Wednesday, December 7, 2011

Don't Shoot the Editor

Recently, I received a complimentary copy of a magazine with a piece I wrote.  It is a bi-monthly publication that has a daily Bible reading with a short reflection on that passage.  As a neophyte writer, it's still a novelty to see something I wrote in print, so I quickly browsed through the magazine looking for my contribution.  When I found it, I was disappointed.  The piece ends with a brief prayer, which they included as I had written, but then added the Lord's Prayer to fill the space remaining on the page.  I didn't like it.  It didn't fit the theme I was developing.  It felt cobbled, sloppily tacked to the end of what I had written.  It wasn't my voice.  I value the Lord's Prayer, but I don't use it rote in my own prayer life.  I would never have written that myself. It put me in a bit of a funk.

A few days later I received a copy of an edited article I wrote for a magazine coming out in February 2012. The editor asked me to look through her edits and reply with any feedback. As I read through the article, I found that none of the edits were substantive.  Small changes in word order, replacing vague pronouns with clear nouns, and rewording a couple sentences was the entirety of the editing.  Ninety-nine percent of the article was left untouched.  I felt validated as a writer, pleased that little was altered.  In this case, my voice would come through clearly, unaltered by a stodgy editor in a remote windowless cubicle.

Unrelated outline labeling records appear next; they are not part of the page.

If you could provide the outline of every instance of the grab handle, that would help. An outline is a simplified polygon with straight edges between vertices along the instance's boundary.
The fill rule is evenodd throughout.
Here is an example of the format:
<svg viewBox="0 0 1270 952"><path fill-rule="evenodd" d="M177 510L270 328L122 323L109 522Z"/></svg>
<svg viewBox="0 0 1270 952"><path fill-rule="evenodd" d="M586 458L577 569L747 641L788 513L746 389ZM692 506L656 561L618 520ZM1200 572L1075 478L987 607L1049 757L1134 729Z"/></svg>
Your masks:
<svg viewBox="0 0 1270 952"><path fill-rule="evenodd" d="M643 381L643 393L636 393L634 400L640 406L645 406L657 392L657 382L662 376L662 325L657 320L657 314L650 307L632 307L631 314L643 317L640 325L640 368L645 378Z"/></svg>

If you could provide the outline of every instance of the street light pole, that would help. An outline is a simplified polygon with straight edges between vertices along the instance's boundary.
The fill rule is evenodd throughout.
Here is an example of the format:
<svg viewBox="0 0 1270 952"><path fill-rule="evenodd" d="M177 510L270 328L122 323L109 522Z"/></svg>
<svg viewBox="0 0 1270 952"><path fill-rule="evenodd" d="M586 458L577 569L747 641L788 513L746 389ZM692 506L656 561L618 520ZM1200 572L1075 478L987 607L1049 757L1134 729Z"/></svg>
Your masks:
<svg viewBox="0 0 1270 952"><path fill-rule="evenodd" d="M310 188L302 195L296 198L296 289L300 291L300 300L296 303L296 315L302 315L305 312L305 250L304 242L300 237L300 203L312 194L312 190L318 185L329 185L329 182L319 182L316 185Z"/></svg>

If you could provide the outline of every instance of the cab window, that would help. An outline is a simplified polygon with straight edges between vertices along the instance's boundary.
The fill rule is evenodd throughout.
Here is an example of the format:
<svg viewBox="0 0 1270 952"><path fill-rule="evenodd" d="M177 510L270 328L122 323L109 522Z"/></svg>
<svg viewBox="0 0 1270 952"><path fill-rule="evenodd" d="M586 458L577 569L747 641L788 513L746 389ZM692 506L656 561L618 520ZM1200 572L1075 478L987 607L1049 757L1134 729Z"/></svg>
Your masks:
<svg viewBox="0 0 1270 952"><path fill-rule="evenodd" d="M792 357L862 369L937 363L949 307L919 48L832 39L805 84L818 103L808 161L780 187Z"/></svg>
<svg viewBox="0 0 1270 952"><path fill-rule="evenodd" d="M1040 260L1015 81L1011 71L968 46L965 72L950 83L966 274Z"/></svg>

Soon after, I read Psalm 131
    My heart is not proud, O Lord
       my eyes are not haughty;
    I do not concern myself with great matters or things too wonderful for me.
    But I have stilled and quieted my soul;
      like a weaned child with its mother,
      like a weaned child is my soul within me.

The weaned child as a picture of a still and quiet soul.  It's compelling.  Only my soul is decidedly not like a weaned child, stilled and quieted.  My soul is restless.  More like a suckling child, rooting for its mother's breast, frantic for nourishment, unsettled and impatient.  That's why I react so viscerally to any tampering with my writing.  It is an expression of the proud heart and haughty eyes that are resisted by the Psalmist.  Mine is an arrogant pen.

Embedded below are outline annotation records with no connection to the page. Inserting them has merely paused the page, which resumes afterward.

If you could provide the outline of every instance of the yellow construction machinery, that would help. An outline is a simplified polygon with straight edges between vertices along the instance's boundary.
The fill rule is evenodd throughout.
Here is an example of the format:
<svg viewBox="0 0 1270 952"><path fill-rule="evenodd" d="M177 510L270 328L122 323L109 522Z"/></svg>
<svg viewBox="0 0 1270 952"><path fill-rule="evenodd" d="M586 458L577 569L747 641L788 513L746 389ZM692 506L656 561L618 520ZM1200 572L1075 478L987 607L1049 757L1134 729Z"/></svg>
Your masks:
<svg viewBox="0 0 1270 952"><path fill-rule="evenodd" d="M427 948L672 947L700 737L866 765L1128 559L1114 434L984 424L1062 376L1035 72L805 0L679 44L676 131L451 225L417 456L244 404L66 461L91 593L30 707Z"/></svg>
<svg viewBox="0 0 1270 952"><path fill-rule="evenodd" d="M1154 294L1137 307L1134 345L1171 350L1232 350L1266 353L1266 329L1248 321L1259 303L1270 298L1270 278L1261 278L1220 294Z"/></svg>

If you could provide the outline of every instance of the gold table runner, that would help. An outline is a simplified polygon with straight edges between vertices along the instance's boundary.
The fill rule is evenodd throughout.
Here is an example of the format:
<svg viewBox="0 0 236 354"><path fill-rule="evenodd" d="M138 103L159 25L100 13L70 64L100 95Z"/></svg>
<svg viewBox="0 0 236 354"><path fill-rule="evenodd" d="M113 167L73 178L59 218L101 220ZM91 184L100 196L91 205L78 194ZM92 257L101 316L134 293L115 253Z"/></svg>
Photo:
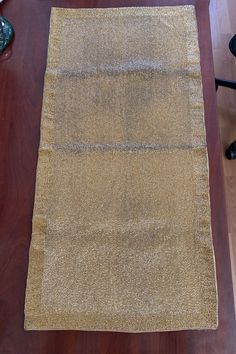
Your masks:
<svg viewBox="0 0 236 354"><path fill-rule="evenodd" d="M194 7L53 8L25 328L216 326Z"/></svg>

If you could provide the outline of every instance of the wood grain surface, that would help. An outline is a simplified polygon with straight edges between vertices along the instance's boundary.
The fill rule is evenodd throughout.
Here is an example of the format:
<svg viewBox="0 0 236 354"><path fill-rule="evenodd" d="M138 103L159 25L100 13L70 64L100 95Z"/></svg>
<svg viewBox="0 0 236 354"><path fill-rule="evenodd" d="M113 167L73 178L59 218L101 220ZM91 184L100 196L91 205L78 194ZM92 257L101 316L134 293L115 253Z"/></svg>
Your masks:
<svg viewBox="0 0 236 354"><path fill-rule="evenodd" d="M210 161L212 229L219 288L216 331L102 333L23 329L43 78L51 6L195 4ZM0 58L0 354L235 354L235 319L207 0L8 0L16 37ZM4 60L5 59L5 60Z"/></svg>
<svg viewBox="0 0 236 354"><path fill-rule="evenodd" d="M236 80L236 58L229 50L229 41L236 33L235 12L235 0L211 0L210 17L215 75L227 80ZM225 149L236 140L236 91L219 88L217 108L229 224L234 304L236 304L236 160L229 161L224 157Z"/></svg>

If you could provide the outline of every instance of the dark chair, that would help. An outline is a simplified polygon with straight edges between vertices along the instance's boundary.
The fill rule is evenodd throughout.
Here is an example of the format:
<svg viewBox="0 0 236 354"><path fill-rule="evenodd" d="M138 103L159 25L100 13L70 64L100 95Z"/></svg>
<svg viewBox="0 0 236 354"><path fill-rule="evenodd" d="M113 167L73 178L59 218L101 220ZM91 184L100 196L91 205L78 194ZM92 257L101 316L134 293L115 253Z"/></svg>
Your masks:
<svg viewBox="0 0 236 354"><path fill-rule="evenodd" d="M231 38L229 42L229 49L231 53L236 57L236 34ZM215 79L216 90L219 86L228 87L236 90L236 81L227 81L219 78ZM236 159L236 141L234 141L225 151L225 156L228 160Z"/></svg>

I write to teach.  If you've read many of my posts, you probably recognize that.  Writing for me begins with having something worth saying, a nugget of truth that is worth communicating.  Hopefully it is something insightful and rich.  Trite is trite, no matter how it is packaged.  Let me not be guilty of serving up junk food on a platter.  What I write must have substance.

But I also don't want to be guilty of serving up bland or half-baked entrees.  Once the nugget of truth is settled on, the challenge in writing is figuring out how to communicate that well.  It's this challenge that causes me to labor over words, write and re-write, and even allow for editors to modify what I have written.  It can be an agonizing process with more time spent staring at a computer screen, reading and re-reading, than spent actually writing.  Energy spent makes me feel invested in what I have written.

This effort is always in service to that nugget of truth I am trying to communicate.  It's a truth that is not mine.  I merely convey what is laid out in the Word of God.  I am the messenger. If that is true, then I need not be so possessive of the things I write, nor fret over whether my voice shines through.  Self-promotion can eclipse that fundamental purpose of communicating that nugget of truth. But ultimately, God can be trusted with that.  It's his truth, after all.

It's mine to rest my soul.  Still.  Quiet.  Weaned.  Lord make it so.